Ce vœu du pape polonais pourrait bien se réaliser… En effet, vendredi 17 septembre, l’archevêque de Kigali, Mgr Thaddée Ntihinyurwa, ouvrira officiellement les causes de canonisation de Cyprien et Daphrose Rugamba, dans la cathédrale Saint-Michel de la capitale rwandaise. « La réputation de sainteté de ce couple, répandue dans tout le pays, a poussé la communauté de l’Emmanuel à demander l’ouverture de leurs causes de canonisation », peut-on lire dans un communiqué publié mardi par l’Emmanuel. Cette annonce intervient plus de vingt ans après le génocide qui, dans ce pays alors fleuron du catholicisme africain, a fait plus de 800 000 morts, et où les blessures sont encore vives. Y compris dans l’Église catholique qui a compté en son sein victimes et bourreaux.
« Ce n’est pas pour leur martyre mais pour l’héroïcité de leurs vertus que l’on ouvre ce procès »
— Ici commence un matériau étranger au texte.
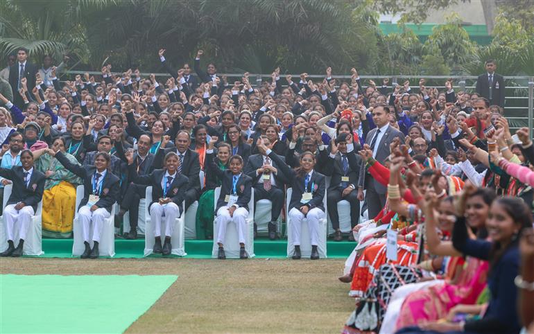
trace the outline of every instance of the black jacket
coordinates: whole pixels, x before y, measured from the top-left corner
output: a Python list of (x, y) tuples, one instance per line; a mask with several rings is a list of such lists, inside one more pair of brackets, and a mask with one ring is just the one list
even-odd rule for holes
[(490, 105), (499, 105), (504, 107), (504, 78), (500, 74), (493, 73), (492, 85), (492, 98), (490, 98), (490, 82), (488, 73), (481, 74), (476, 80), (476, 93), (487, 98)]
[[(160, 148), (153, 163), (154, 168), (163, 168), (165, 155), (169, 152), (174, 152), (177, 155), (179, 154), (178, 150), (176, 148), (164, 149)], [(182, 174), (187, 176), (187, 179), (189, 179), (189, 185), (187, 190), (196, 189), (198, 195), (200, 194), (200, 161), (198, 159), (198, 153), (188, 148), (185, 151), (184, 160), (182, 162)]]
[[(278, 157), (280, 158), (280, 160), (284, 161), (285, 159), (284, 157), (278, 156)], [(273, 175), (275, 177), (275, 182), (276, 182), (276, 186), (283, 189), (284, 184), (289, 183), (289, 180), (275, 161), (271, 161), (271, 165), (273, 165), (273, 167), (278, 170), (277, 173)], [(245, 172), (245, 174), (250, 176), (252, 179), (252, 186), (254, 186), (259, 181), (259, 178), (263, 175), (256, 175), (256, 170), (261, 168), (262, 166), (264, 166), (264, 156), (261, 155), (251, 155), (250, 157), (248, 158), (248, 162), (246, 165), (245, 165), (245, 169), (243, 171)]]
[[(162, 188), (162, 180), (165, 176), (166, 170), (165, 169), (157, 169), (148, 175), (138, 175), (136, 170), (137, 166), (135, 164), (128, 165), (128, 171), (130, 173), (132, 182), (139, 184), (144, 184), (146, 186), (152, 186), (152, 202), (148, 206), (150, 206), (153, 203), (157, 203), (160, 198), (162, 198), (163, 196), (163, 188)], [(182, 213), (183, 211), (183, 206), (182, 202), (184, 201), (184, 195), (185, 195), (185, 191), (187, 190), (187, 177), (180, 173), (176, 173), (173, 179), (173, 182), (171, 184), (171, 187), (167, 191), (166, 197), (171, 198), (173, 203), (175, 204), (180, 208), (180, 213)]]
[(312, 198), (307, 204), (304, 204), (301, 203), (300, 200), (302, 198), (302, 194), (304, 193), (304, 179), (306, 176), (298, 175), (296, 172), (285, 164), (275, 152), (271, 152), (268, 157), (277, 164), (279, 168), (282, 169), (282, 173), (290, 180), (289, 185), (293, 188), (293, 193), (291, 193), (289, 207), (287, 208), (288, 211), (292, 208), (296, 208), (299, 210), (300, 206), (303, 205), (307, 205), (310, 209), (319, 208), (323, 211), (325, 211), (325, 206), (322, 204), (322, 200), (325, 197), (326, 191), (325, 175), (313, 170), (311, 174), (311, 179), (308, 182), (308, 192), (311, 192)]
[(44, 182), (46, 177), (33, 167), (31, 173), (29, 186), (24, 184), (24, 170), (21, 166), (14, 166), (11, 169), (0, 168), (0, 176), (13, 182), (11, 195), (8, 200), (8, 204), (16, 204), (24, 202), (26, 205), (33, 208), (33, 212), (37, 211), (37, 206), (44, 191)]
[(74, 173), (83, 179), (83, 199), (80, 202), (80, 208), (87, 204), (89, 195), (99, 195), (98, 201), (95, 205), (100, 208), (105, 208), (111, 212), (111, 208), (115, 202), (119, 201), (121, 188), (119, 185), (119, 177), (113, 175), (110, 170), (105, 173), (102, 181), (102, 192), (100, 194), (93, 193), (93, 175), (96, 171), (96, 168), (92, 165), (79, 166), (69, 161), (61, 152), (55, 153), (55, 158), (63, 165), (65, 168)]
[(334, 190), (341, 186), (343, 181), (341, 177), (344, 176), (349, 177), (349, 181), (347, 182), (346, 186), (353, 184), (354, 188), (358, 188), (358, 180), (360, 177), (360, 168), (361, 164), (361, 158), (356, 155), (355, 151), (352, 151), (347, 155), (347, 162), (348, 163), (347, 172), (345, 174), (343, 170), (343, 160), (341, 159), (341, 152), (338, 152), (335, 157), (331, 158), (329, 156), (329, 164), (325, 170), (327, 171), (327, 175), (331, 176), (330, 185), (328, 190)]
[[(218, 177), (222, 183), (221, 185), (221, 195), (219, 195), (218, 200), (217, 201), (217, 206), (215, 212), (221, 207), (225, 206), (227, 203), (225, 201), (227, 195), (231, 195), (233, 193), (233, 177), (234, 175), (232, 171), (229, 170), (223, 170), (218, 168), (217, 165), (213, 161), (212, 157), (207, 157), (208, 155), (212, 155), (213, 153), (206, 153), (206, 161), (209, 162), (206, 166), (206, 168), (209, 170), (209, 173), (213, 173)], [(250, 197), (252, 192), (252, 179), (241, 171), (239, 179), (237, 180), (237, 184), (236, 184), (236, 191), (238, 196), (237, 202), (236, 204), (240, 208), (243, 207), (248, 210), (248, 202), (250, 201)]]

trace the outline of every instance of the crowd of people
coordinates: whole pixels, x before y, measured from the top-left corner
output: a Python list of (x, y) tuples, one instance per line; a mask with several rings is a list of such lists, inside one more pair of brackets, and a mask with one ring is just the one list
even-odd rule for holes
[[(331, 238), (345, 237), (337, 204), (346, 200), (347, 238), (357, 243), (339, 279), (356, 299), (345, 333), (533, 329), (534, 146), (528, 129), (512, 135), (503, 116), (494, 60), (474, 91), (455, 91), (451, 80), (444, 89), (424, 80), (414, 89), (364, 83), (354, 69), (338, 81), (330, 67), (318, 82), (307, 73), (282, 79), (276, 69), (253, 87), (248, 73), (229, 82), (214, 64), (201, 69), (203, 55), (193, 71), (177, 69), (160, 50), (168, 78), (114, 73), (107, 64), (101, 76), (71, 81), (58, 79), (49, 56), (40, 69), (27, 50), (10, 56), (0, 73), (8, 82), (0, 79), (0, 196), (12, 183), (0, 255), (22, 254), (42, 200), (43, 235), (70, 238), (77, 211), (81, 257), (97, 258), (114, 203), (116, 227), (130, 213), (130, 230), (118, 236), (137, 238), (137, 208), (152, 186), (154, 253), (171, 253), (175, 218), (198, 202), (197, 238), (214, 239), (225, 258), (233, 221), (248, 258), (253, 194), (271, 202), (270, 239), (287, 212), (294, 259), (306, 218), (316, 259), (327, 216)], [(85, 193), (76, 208), (78, 185)]]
Eux-mêmes, Cyprien et Daphrose Rugamba furent assassinés au premier jour de ce génocide, le 7 avril 1994. Toutefois, « ce n’est pas pour leur martyre mais pour l’héroïcité de leurs vertus que l’on ouvre ce procès », précise François-Xavier Ngarambe. « De leur vivant déjà, ils étaient admirés et aimés par tous », poursuit-il, rappelant qu’en lançant un premier week-end communautaire les 22 et 23 septembre 1990, le couple avait fondé l’Emmanuel dans le pays. Quatre ans plus tard, la communauté y comptait une centaine de membres ; elle en rassemble aujourd’hui un millier, ce qui fait du Rwanda le second pôle de l’Emmanuel après la France.
Au début de leur mariage, en 1965, Cyprien, alors âgé de 30 ans, n’avait plus la foi. « Il l’avait perdu pendant ses deux années et demie au séminaire », précise François-Xavier Ngarambe. Après des études d’histoire au Burundi et en Belgique, ce haut fonctionnaire avait acquis une certaine célébrité dans le pays comme musicien, compositeur et chorégraphe. Daphrose, née, elle, en 1944 et originaire du même village que Cyprien, dans le sud du Rwanda, était enseignante ; elle se consacrera par la suite à l’éducation de ses dix enfants.
Leurs premières années conjugales furent difficiles et Daphrose priait pour la conversion de son mari. C’est au sanctuaire de Kibeho où il s’était rendu en 1982 – peu après les apparitions mariales, un an plus tôt – qu’il « revint au Christ ». « Sa conversion avait fait du bruit à l’époque, car il était très connu dans les milieux culturels et dirigeait l’Institut national de recherche scientifique », commente François-Xavier Ngarambe.
Cyprien et Daphrose s’engagent pour l’évangélisation des couples africains
À partir de cette date, la vie du couple se transforme : leur amour déborde autour d’eux. Convaincus de l’action guérissante du Christ au sein des familles, Cyprien et Daphrose s’engagent pour l’évangélisation des couples africains. Avec leur groupe de prière charismatique, ils témoignent aussi d’une attention particulière aux malades et aux enfants abandonnés. Leur nom a d’ailleurs été donné au centre « Cyprien et Daphrose Rugamba » qu’ils avaient créé à Kigali deux ans avant le génocide, pour recueillir une quarantaine d’enfants des rues, et qui est géré depuis 1995 par Fidesco.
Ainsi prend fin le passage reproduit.